Es curioso, en el tiempo que tenía trabajando ahí, ni una sola vez me dio por observar detenidamente a los muertos, siempre que llegaba alguno miraba fugazmente, sólo para cerciorarme que estaban entregándome lo que decía la etiqueta y no otra cosa. En esa ocasión, después de acompañar al camillero a la puerta, caminé directo hasta la plancha donde el recién llegado descansaba, para cerrar la bolsa que, en un descuido, había quedado abierta. En lugar de hacer eso, me quedé mirando el rostro niño del cadáver. Tenía un par horas de muerto, y sin embargo, parecía estar dormido, su expresión era de completa paz, como si el hecho de haber fallecido lo liberara de una pesada carga. Al estarlo observando, me sentí parte de aquella calma. Pasé largo rato embelesado con su semblante, contagiado de su profunda tranquilidad.

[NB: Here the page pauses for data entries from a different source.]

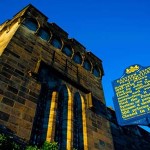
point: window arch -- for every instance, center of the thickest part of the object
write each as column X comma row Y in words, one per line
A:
column 77, row 58
column 67, row 50
column 56, row 43
column 45, row 35
column 61, row 118
column 77, row 123
column 96, row 71
column 87, row 65
column 31, row 24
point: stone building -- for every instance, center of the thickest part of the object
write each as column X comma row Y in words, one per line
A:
column 50, row 86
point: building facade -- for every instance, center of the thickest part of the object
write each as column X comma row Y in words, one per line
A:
column 50, row 85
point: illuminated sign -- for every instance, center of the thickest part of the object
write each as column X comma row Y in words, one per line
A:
column 132, row 96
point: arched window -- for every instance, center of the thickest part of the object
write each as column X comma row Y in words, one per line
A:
column 44, row 34
column 77, row 58
column 68, row 51
column 61, row 118
column 96, row 71
column 77, row 123
column 56, row 43
column 30, row 24
column 87, row 65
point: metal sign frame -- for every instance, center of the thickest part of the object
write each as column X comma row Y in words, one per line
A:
column 132, row 96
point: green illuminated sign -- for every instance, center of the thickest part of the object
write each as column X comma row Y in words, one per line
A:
column 132, row 96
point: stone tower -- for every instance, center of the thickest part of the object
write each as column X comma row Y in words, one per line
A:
column 50, row 85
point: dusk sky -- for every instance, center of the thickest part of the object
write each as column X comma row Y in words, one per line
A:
column 117, row 31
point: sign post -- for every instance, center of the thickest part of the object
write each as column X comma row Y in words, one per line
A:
column 132, row 96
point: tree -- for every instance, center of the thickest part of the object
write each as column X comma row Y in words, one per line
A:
column 50, row 146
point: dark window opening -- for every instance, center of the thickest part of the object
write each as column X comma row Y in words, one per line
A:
column 56, row 43
column 77, row 123
column 77, row 58
column 61, row 118
column 44, row 34
column 96, row 71
column 66, row 50
column 87, row 65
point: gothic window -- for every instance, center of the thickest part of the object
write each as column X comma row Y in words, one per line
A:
column 87, row 65
column 77, row 123
column 68, row 51
column 96, row 71
column 77, row 58
column 56, row 43
column 61, row 118
column 44, row 34
column 30, row 24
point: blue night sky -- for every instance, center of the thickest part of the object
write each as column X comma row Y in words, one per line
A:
column 117, row 31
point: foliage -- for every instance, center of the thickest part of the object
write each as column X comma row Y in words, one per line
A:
column 7, row 144
column 50, row 146
column 32, row 148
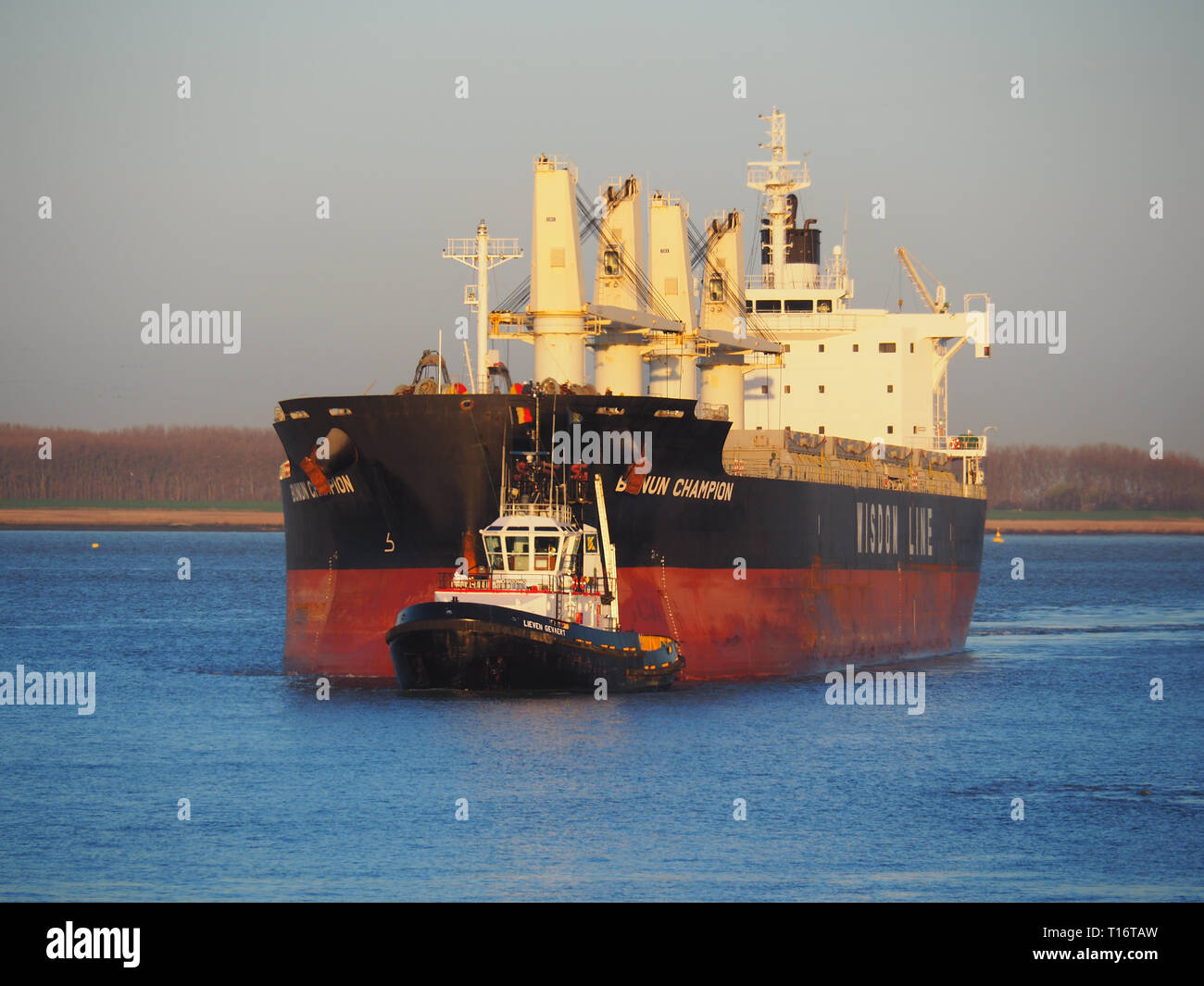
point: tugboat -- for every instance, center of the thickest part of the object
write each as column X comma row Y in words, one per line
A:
column 542, row 616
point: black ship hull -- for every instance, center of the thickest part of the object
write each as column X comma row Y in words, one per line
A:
column 754, row 574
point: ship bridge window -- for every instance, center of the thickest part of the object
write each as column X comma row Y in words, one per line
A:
column 546, row 549
column 494, row 549
column 566, row 559
column 519, row 548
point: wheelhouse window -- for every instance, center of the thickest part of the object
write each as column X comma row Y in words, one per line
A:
column 546, row 550
column 494, row 549
column 570, row 553
column 519, row 552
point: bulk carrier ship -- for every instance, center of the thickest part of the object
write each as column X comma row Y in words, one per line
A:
column 782, row 488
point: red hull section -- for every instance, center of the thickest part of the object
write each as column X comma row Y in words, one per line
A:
column 773, row 622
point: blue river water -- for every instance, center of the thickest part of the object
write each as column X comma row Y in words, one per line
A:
column 356, row 798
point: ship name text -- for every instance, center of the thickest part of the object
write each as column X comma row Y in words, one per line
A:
column 684, row 488
column 305, row 490
column 546, row 628
column 878, row 530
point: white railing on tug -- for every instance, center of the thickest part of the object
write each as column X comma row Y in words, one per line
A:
column 558, row 512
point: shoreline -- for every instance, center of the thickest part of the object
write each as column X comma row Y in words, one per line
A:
column 160, row 519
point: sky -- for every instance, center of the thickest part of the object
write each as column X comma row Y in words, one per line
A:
column 208, row 203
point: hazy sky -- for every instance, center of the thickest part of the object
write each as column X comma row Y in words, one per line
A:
column 208, row 203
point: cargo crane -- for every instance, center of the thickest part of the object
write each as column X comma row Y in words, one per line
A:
column 938, row 306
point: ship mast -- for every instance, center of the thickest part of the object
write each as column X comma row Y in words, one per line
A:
column 482, row 255
column 775, row 180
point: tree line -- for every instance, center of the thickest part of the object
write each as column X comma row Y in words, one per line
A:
column 1092, row 478
column 152, row 462
column 230, row 464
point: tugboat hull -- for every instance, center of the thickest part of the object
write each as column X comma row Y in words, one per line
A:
column 489, row 648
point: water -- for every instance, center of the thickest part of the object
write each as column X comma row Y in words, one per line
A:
column 354, row 798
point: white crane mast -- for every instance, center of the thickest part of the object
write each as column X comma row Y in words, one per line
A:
column 482, row 255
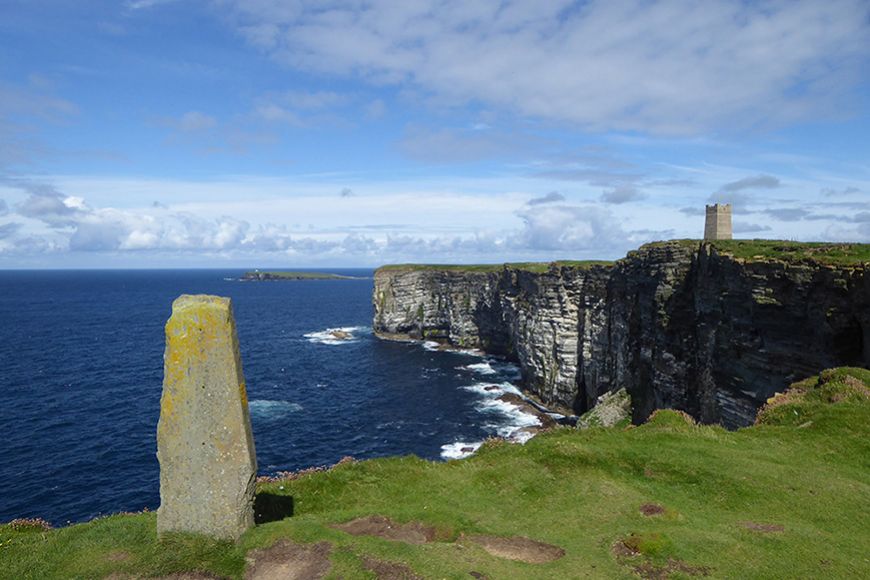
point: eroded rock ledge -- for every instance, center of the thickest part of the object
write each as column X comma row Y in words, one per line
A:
column 680, row 324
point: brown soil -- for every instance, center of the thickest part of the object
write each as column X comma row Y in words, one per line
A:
column 389, row 570
column 652, row 571
column 190, row 576
column 519, row 548
column 382, row 527
column 764, row 528
column 652, row 509
column 286, row 560
column 628, row 556
column 118, row 556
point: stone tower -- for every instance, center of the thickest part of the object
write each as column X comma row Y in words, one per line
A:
column 718, row 223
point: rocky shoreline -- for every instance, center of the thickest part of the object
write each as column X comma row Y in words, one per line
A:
column 680, row 324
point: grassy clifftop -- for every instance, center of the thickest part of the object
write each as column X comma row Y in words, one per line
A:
column 821, row 252
column 785, row 498
column 787, row 251
column 526, row 266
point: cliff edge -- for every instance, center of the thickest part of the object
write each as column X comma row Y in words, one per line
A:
column 710, row 328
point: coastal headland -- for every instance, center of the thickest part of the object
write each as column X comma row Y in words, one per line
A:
column 711, row 328
column 257, row 275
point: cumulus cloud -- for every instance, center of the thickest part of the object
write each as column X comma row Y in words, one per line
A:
column 787, row 214
column 447, row 145
column 753, row 182
column 44, row 202
column 693, row 211
column 830, row 192
column 622, row 194
column 552, row 197
column 195, row 121
column 564, row 227
column 8, row 230
column 747, row 228
column 728, row 64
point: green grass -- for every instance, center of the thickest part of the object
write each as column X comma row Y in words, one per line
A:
column 525, row 266
column 805, row 467
column 822, row 252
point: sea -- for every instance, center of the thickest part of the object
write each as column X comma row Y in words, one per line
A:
column 81, row 371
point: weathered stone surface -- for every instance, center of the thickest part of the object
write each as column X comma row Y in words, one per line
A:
column 677, row 325
column 204, row 441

Ojalá no hubiera hecho por mirar. Después de aquel episodio, se me hizo costumbre observar detenidamente la faz de los difuntos. Tenía su encanto, sí, mas no volví a ver un rostro que me produjera la misma sensación de bienestar; y peor aún, con frecuencia llegaban cuerpos cuyo semblante era tan atroz que me obligaba a cerrar inmediatamente la bolsa y dudar en abrir la siguiente.
Así como el efecto de una droga se va apagando, el impulso que sentía por observar a los muertos fue disminuyendo poco a poco, dejándome una sensación de vacío. Me invadió una profunda tristeza, pero traté de llevar mi vida con cotidianidad.
Una mañana, mientras me daba un baño, noté que un hedor nauseabundo emanaba de mi boca. Me lavé los dientes, hice gárgaras con enjuague bucal y antiséptico, pero el fétido olor no se fue. Cerré la llave de la regadera y fui a verme al espejo, me asustó la lividez de mi cara, mis ojos hundidos y el color violáceo de mis venas. Caminé trabajosamente hasta mi cama y me recosté. Atento a lo que pasaba en mi cuerpo, me di cuenta que mis órganos habían dejado de funcionar, mi corazón no latía, mi sangre no circulaba; mis pulmones se volvieron de piedra, dejé de respirar; y en mi estómago e intestinos podía sentir cómo las reacciones químicas iban formado gases que terminarían por reventar mis vísceras. No tardé mucho en saber lo que me estaba sucediendo: me había contagiado de la muerte.
Ya no pude levantarme de la cama. Perdí la noción de todo hasta que escuché que abrían la puerta de mi casa, era el casero, detrás de él, entraron dos policías y un paramédico, fueron hasta mi cama y me preguntaron por qué gritaba --¿Qué acaso no veían las larvas de mosca dándose un festín con mi carne? ¿no percibían el olor de mi cuerpo pudriéndose?-- Me tomaron los signos vitales. Trajeron una camilla, me subieron a ella --el rigor mortis les facilitó las cosas-- y me llevaron hasta la ambulancia, ante la mirada atónita de vecinos y curiosos. No prendieron la sirena, no tenía ningún caso, yo ya no tenía remedio. Uno de los paramédicos me inyectó algo. Después de eso, todo fue imágenes intermitentes, un río de pensamientos desordenados, los últimos pulsos eléctricos de mis neuronas apagándose. Al fin moría mi consciencia.
Luego todo estaba oscuro, de pronto un golpe de luz me dio en la cara, era el camillero del hospital bajando el cierre de mi bolsa, era yo mirándome detenidamente por horas, con una tonta expresión de tranquilidad. Sentí el filo del bisturí cortándome la carne, era el forense haciéndome la autopsia. De nuevo oscuridad, la temperatura comenzó a bajar cada vez más… eso es lo último que recuerdo.
El resto ya lo sabe. Me desperté aquí, doctor, en esta cama, con usted preguntándome si recuerdo quién soy, diciéndome que padezco delirio de negación, que he sido tratado durante dos meses con terapia electro convulsiva y un coctel de medicamentos antipsicóticos. Y que tal vez pronto, muy pronto, si el tratamiento funciona, pueda volver a mi vida normal, lejos de la morgue.